Polypill (which contains a cholesterol-lowering statin, blood pressure-lowering ACE inhibitor and a blood thinner, Aspirin) is useful for the high-risk population. The compliance rates are high. Its use for five years reduces CVD risk by 65 per cent. Whether it will also reduce the incidence of stroke is not substantiated.

Polypill does have some limitations. It is a fixed-dose combination and the strength of the medicines cannot be changed as and when necessary. Coughing caused by the blood pressure-lowering component of the medicine may lead to non-compliance with drug intake.

By using Framingham Risk Scoring (JAMA 2001), the risk of CVD in a population is stratified as low-risk (if less than 10 per cent), medium risk (10-20 per cent) and high-risk (more than 20 per cent).

Polypill is not ideal for high-risk individuals with very high blood pressure, diabetes and other risk factors, where frequent dosage adjustments and different drug combinations may be essential. Supplying Polypill free of cost to a given community may not result in desired effects as there is 22 per cent less adherence seen with free medication.

Cost effectiveness

Polypill costs approximately Rs. 250 a month. The cost can be subsidised by the government. The preventive strategies are ideally suited for the medium-risk subset of patients from the rural and semi-urban areas who do not generally come to hospitals. Low-risk patients do not need preventive therapies. In fact, its use in the low-risk subset will only increase the financial burden to the healthcare provider. A majority of the high-risk subset of patients is certain to go to the physician for treatment due to the multiple risk factors involved.
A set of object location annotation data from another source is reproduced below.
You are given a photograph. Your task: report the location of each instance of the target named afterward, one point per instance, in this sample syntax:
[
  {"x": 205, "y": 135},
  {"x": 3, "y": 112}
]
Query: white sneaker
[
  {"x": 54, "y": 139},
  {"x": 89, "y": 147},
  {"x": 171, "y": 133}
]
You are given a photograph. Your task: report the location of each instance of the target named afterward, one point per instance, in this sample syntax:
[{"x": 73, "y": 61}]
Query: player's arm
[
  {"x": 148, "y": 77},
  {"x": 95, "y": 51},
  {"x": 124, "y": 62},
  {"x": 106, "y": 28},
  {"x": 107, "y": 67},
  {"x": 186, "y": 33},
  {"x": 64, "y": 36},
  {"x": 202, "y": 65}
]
It is surprising that health insurance agencies and employers are willing to pay for interventions but not for preventive medication. It will be a positive step if health insurance includes preventive medication for reimbursement as it will reduce the number of heart attacks, and thereby hospitalisations and interventions that are definitely costlier.
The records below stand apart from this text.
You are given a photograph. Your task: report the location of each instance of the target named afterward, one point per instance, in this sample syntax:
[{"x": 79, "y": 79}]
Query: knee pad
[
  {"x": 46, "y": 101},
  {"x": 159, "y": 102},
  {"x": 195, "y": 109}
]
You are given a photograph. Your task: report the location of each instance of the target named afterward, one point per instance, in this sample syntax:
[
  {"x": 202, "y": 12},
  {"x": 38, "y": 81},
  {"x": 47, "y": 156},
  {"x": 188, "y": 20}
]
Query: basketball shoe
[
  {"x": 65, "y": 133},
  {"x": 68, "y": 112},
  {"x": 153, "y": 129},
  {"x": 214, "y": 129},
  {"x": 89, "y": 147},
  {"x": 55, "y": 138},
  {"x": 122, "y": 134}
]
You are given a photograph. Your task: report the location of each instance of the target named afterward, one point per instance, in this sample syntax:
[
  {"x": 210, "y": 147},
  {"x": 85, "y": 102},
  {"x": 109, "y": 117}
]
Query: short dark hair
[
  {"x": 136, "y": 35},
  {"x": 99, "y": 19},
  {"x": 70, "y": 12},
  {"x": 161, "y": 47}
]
Risk factors should be considered as points in the disease continuum, as rightly proposed by Prof. Ritchie of the University of Aberdeen, and their treatment or control should be desirable, acceptable, achievable and sustainable. For example, statin treatment for high cholesterol has a strong evidence base for its desirability. But affordability and achievability will depend on the number of people treated. And the number of people treated, in turn, depends on the CVD risk in a given population. The media can play a major role in educating and motivating the target population — which is certain to increase the rate of self-referrals.

In the next decade, there should be a paradigm shift from intervention to prevention, from sickness to wellness. To be cost effective this should be targeted at the medium-risk population whose members usually do not come to physicians.

The present healthcare delivery system is grossly inadequate to face the threat of cardiovascular epidemic. The manpower needs can be met through public-private partnerships. Governments and corporate hospitals can come together to chalk out and implement preventive strategies. Non-governmental voluntary organisations can be involved to optimise the preventive health care services to the community.

Fighting the impending cardiovascular epidemic in a developing country like India is almost akin to David fighting Goliath. I have attempted to give a few suggestions to help combat the CVD risk in India. These are the views of a clinician (cardiologist), and not of a politician, policymaker or epidemiologist. An ounce of prevention is better than a pound of cure.

(Dr. I. Sathyamurthy is an interventional cardiologist and Director, Department of Cardiology, Apollo Hospitals, Chennai. He received the Padma Shri award in 2000, and the Dr. B.C. Roy National Award in 2001.)